We now discuss the hyperparameters for training. We train the encoders  $\xi_\theta^\rho$  and  $\xi_\theta^v$  separately; let us consider  $\xi_\theta^\rho$ . We take the training set and feed the moments pairs  $(M_F^1[\hat{v}, \rho](K_1), M_F^2[\hat{v}, \rho](K_1, K_1))$  to  $\xi_\theta^\rho$ , which outputs corresponding  $z_\rho$  for each pair as a prediction for  $\rho(X_1)$ . We train  $\xi_\theta^\rho$  over a total of 30,000 epochs with learning rates of  $10^{-4}, 10^{-5}$  and  $10^{-6}$  over 10,000 epochs successively. We then repeat the same process for  $\xi_\theta^v$ .

Table 1 summarizes the average relative error on the training and test sets, using (21), while evaluating our trained encoders on mixtures of different numbers of Gaussians. The left and right columns of Figure 3 show some comparisons of the encoder output  $(z_\rho, z_v)$  with ground truth  $(\rho(X_1), \hat{v}(K_1))$  during prediction time.

<table border="1">
<thead>
<tr>
<th>No. of Gaussians</th>
<th><math>z_\rho</math> (Train error)</th>
<th><math>z_\rho</math> (Test error)</th>
<th><math>z_v</math> (Train error)</th>
<th><math>z_v</math> (Test error)</th>
</tr>
</thead>
<tbody>
<tr>
<td>1</td>
<td>0.042</td>
<td>0.048</td>
<td>0.048</td>
<td>0.052</td>
</tr>
<tr>
<td>2</td>
<td>0.121</td>
<td>0.141</td>
<td>0.156</td>
<td>0.170</td>
</tr>
<tr>
<td>3</td>
<td>0.177</td>
<td>0.195</td>
<td>0.180</td>
<td>0.206</td>
</tr>
</tbody>
</table>

Table 1: Average reconstruction errors (defined in (21)) of predictions  $z_\rho$  and  $z_v$  on training and test sets for mixtures of Gaussians.

### 5.1.2 Reconstruction Phase

In the previous section, we discussed our process of training the encoder  $\xi_\theta$  in a supervised way such that it learns the moment inversion map. A useful application of this trained encoder is when supplied with new, possibly noisy, moments  $(\hat{M}_F^1, \hat{M}_F^2)$ , we can use its outputs as a good initialization for further refinement.

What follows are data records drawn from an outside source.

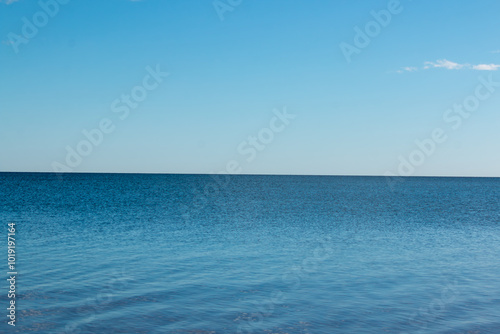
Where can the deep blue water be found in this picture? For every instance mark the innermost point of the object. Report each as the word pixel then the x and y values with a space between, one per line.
pixel 111 253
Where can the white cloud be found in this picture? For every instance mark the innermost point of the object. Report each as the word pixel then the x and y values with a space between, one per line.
pixel 443 63
pixel 450 65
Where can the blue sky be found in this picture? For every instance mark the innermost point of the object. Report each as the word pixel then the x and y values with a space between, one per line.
pixel 233 66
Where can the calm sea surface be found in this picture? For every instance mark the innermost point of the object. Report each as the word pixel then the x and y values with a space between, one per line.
pixel 118 253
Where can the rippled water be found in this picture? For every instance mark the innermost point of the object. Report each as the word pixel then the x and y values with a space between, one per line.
pixel 111 253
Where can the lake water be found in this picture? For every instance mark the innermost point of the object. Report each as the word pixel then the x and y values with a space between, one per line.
pixel 136 253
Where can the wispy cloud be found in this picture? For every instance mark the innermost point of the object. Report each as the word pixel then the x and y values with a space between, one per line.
pixel 450 65
pixel 443 63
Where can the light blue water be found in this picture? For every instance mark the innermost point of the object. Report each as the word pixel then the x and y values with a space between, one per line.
pixel 109 253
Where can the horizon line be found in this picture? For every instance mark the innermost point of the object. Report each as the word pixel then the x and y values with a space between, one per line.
pixel 250 174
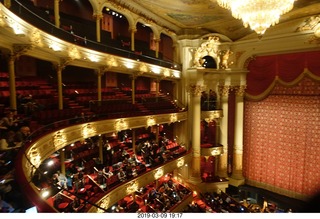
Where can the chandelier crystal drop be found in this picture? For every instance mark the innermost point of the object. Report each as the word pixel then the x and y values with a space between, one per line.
pixel 258 14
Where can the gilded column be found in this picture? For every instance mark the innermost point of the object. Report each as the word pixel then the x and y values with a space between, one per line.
pixel 238 141
pixel 133 88
pixel 223 159
pixel 157 88
pixel 56 13
pixel 157 41
pixel 100 73
pixel 7 3
pixel 134 141
pixel 195 91
pixel 133 31
pixel 100 145
pixel 62 162
pixel 12 82
pixel 59 69
pixel 175 52
pixel 98 26
pixel 18 50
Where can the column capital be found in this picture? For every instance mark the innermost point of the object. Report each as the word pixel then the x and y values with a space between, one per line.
pixel 195 89
pixel 20 49
pixel 98 16
pixel 240 90
pixel 224 90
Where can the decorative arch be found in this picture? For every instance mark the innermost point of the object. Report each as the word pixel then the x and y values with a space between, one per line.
pixel 208 48
pixel 285 69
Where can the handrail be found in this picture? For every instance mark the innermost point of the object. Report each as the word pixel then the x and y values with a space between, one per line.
pixel 28 15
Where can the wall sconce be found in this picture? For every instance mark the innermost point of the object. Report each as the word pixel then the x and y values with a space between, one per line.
pixel 173 118
pixel 158 173
pixel 132 187
pixel 88 130
pixel 120 125
pixel 180 162
pixel 59 140
pixel 151 121
pixel 104 204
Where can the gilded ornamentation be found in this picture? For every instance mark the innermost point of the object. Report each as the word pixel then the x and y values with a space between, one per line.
pixel 223 56
pixel 132 187
pixel 36 38
pixel 21 49
pixel 59 140
pixel 208 48
pixel 151 121
pixel 104 204
pixel 309 24
pixel 173 118
pixel 88 130
pixel 120 125
pixel 158 173
pixel 224 90
pixel 240 90
pixel 195 89
pixel 74 53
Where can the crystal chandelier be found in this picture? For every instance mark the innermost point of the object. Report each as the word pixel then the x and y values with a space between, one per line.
pixel 258 14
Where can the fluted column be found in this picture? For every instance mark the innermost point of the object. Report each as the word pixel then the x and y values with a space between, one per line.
pixel 134 141
pixel 175 52
pixel 98 26
pixel 12 82
pixel 100 145
pixel 238 141
pixel 100 73
pixel 62 162
pixel 7 3
pixel 56 13
pixel 133 31
pixel 59 69
pixel 195 105
pixel 223 159
pixel 157 41
pixel 133 88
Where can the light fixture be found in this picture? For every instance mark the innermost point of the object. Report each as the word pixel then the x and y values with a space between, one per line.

In this section, we demonstrate that this procedure leads to faster convergence.

We first talk about how we obtain the estimators  $\hat{M}_F^1, \hat{M}_F^2$  from observations of the form

$$v_j = s_j \circ v(X_1) + \epsilon_j, \quad j = 1, \dots, N \quad (23)$$

where  $\epsilon_j \sim N(0, \sigma^2 I_n)$ . Let  $F \in \mathbb{C}^{n \times n}$  again be the Fourier matrix, we form unbiased moment estimators of the form

$$\hat{M}_F^1 = \frac{1}{N} \sum_{j=1}^N F v_j, \quad \hat{M}_F^2 = \frac{1}{N} \sum_{j=1}^N (F v_j)(F v_j)^* - \sigma^2 I_n \quad (24)$$by subtracting a constant term on the diagonal of the empirical second moment. These are used as input to the trained encoder  $\xi_\theta$  for prediction.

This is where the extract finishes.